Hohn T, Corsten S, Rieke S, Müller M, Rothnie H
Friedrich Miescher Institute, Basel, Switzerland.
Proc Natl Acad Sci U S A. 1996 Aug 6;93(16):8334-9. doi: 10.1073/pnas.93.16.8334.
Derivatives of the cauliflower mosaic virus 35S promoter lacking CG and CNG methylation targets were constructed and used to direct transcription of reporter gene constructs in transiently transformed protoplasts. Such methylation-target-free (MTF) promoters, although weaker than the 35S promoter, retain significant activity despite mutation of the as-1 element. The effect of methylation on gene expression in MTF- and 35S-promoter driven constructs was examined. Even when the promoter region was free of methylation targets, reporter gene expression was markedly reduced when cytosine residues in CG dinucleotides were methylated in vitro prior to transformation. Mosaic methylation experiments, in which only specific parts of the plasmids were methylated, revealed that methylation of the coding region alone has a negative effect on reporter gene expression. Methylation nearer the 5' end of the coding region was more inhibitory, consistent with inhibition of transcription elongation.

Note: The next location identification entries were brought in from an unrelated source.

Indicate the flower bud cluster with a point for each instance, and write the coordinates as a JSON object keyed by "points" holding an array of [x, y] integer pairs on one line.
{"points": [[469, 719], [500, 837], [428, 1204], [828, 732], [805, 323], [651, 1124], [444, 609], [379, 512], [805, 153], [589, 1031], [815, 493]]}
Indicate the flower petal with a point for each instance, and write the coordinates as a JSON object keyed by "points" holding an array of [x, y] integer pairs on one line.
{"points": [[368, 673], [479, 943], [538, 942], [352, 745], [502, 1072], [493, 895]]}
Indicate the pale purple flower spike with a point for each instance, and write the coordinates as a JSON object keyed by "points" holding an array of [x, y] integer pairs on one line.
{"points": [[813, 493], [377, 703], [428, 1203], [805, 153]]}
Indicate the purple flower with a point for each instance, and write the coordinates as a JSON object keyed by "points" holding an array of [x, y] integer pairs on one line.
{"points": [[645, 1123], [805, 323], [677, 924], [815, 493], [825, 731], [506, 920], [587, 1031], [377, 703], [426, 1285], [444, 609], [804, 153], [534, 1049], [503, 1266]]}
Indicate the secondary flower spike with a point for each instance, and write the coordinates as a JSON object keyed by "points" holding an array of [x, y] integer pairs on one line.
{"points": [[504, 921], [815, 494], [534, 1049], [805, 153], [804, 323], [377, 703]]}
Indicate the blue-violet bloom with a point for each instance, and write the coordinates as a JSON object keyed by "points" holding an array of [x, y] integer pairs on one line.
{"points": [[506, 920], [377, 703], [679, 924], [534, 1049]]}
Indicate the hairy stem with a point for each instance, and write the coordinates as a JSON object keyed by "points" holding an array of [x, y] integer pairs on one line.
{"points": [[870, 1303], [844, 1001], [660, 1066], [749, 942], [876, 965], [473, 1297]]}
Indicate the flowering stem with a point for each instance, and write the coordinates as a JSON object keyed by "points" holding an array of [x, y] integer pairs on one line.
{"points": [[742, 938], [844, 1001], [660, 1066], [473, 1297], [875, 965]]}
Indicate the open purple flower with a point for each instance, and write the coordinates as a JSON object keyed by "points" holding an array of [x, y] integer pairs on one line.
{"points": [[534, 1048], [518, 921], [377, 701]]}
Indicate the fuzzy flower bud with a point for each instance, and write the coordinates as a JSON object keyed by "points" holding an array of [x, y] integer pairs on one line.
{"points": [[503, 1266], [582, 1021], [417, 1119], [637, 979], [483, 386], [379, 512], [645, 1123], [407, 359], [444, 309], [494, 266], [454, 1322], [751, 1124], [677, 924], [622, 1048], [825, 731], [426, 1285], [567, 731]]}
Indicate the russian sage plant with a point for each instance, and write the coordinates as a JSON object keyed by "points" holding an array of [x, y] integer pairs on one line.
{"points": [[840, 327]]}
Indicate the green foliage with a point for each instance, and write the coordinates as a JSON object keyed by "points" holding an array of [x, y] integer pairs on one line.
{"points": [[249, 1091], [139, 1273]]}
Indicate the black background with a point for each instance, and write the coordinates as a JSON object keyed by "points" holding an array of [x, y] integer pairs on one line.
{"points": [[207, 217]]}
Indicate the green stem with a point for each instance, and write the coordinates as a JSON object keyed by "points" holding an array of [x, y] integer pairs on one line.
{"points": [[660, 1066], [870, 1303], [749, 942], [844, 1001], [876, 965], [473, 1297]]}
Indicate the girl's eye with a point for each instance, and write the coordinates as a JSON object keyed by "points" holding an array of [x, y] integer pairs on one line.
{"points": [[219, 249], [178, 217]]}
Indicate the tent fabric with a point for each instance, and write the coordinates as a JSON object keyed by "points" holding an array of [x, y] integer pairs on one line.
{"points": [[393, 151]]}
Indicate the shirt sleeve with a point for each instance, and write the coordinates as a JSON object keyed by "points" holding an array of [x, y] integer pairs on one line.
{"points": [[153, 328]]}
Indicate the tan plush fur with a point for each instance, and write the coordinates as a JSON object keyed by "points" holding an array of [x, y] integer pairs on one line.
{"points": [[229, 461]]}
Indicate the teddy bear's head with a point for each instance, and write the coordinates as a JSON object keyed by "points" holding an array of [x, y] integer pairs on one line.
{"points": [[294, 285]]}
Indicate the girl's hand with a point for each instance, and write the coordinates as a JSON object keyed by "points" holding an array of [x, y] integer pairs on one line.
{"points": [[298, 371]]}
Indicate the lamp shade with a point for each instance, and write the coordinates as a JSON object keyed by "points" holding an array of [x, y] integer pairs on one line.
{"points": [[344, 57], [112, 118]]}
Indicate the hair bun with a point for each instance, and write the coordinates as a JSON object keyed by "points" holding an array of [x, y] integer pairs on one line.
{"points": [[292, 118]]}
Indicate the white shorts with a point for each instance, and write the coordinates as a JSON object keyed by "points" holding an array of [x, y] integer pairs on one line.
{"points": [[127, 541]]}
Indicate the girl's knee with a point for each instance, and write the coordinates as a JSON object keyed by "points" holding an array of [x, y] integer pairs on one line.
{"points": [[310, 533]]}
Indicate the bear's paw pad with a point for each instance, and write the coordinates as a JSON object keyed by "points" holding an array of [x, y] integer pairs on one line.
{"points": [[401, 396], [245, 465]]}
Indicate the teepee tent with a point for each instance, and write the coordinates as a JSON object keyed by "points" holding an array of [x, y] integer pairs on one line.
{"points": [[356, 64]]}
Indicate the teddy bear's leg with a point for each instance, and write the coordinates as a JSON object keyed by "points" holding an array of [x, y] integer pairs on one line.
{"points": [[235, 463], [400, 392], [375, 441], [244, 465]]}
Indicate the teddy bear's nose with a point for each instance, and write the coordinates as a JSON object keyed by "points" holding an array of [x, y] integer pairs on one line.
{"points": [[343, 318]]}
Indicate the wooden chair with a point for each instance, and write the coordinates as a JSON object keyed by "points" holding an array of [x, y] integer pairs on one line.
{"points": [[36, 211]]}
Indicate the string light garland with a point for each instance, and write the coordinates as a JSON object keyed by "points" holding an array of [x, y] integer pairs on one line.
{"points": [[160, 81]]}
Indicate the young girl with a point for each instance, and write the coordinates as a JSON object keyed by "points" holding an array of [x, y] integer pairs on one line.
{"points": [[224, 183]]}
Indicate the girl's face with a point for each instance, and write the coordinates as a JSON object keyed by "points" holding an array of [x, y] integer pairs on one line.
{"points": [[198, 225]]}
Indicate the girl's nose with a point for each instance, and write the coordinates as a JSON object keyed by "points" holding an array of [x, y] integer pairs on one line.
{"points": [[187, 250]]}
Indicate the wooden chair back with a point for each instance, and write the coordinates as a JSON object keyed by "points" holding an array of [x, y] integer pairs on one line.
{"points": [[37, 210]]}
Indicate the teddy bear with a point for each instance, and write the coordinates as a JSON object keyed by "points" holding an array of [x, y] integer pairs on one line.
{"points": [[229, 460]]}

构建了缺乏CG和CNG甲基化靶点的花椰菜花叶病毒35S启动子的衍生物,并用于在瞬时转化的原生质体中指导报告基因构建体的转录。这种无甲基化靶点(MTF)的启动子虽然比35S启动子弱,但尽管as-1元件发生了突变,仍保留了显著的活性。研究了甲基化对MTF和35S启动子驱动构建体中基因表达的影响。即使启动子区域没有甲基化靶点,在转化前体外将CG二核苷酸中的胞嘧啶残基甲基化时,报告基因的表达也会显著降低。镶嵌甲基化实验(其中仅质粒的特定部分被甲基化)表明,仅编码区的甲基化对报告基因的表达有负面影响。编码区5'端附近的甲基化抑制作用更强,这与转录延伸的抑制作用一致。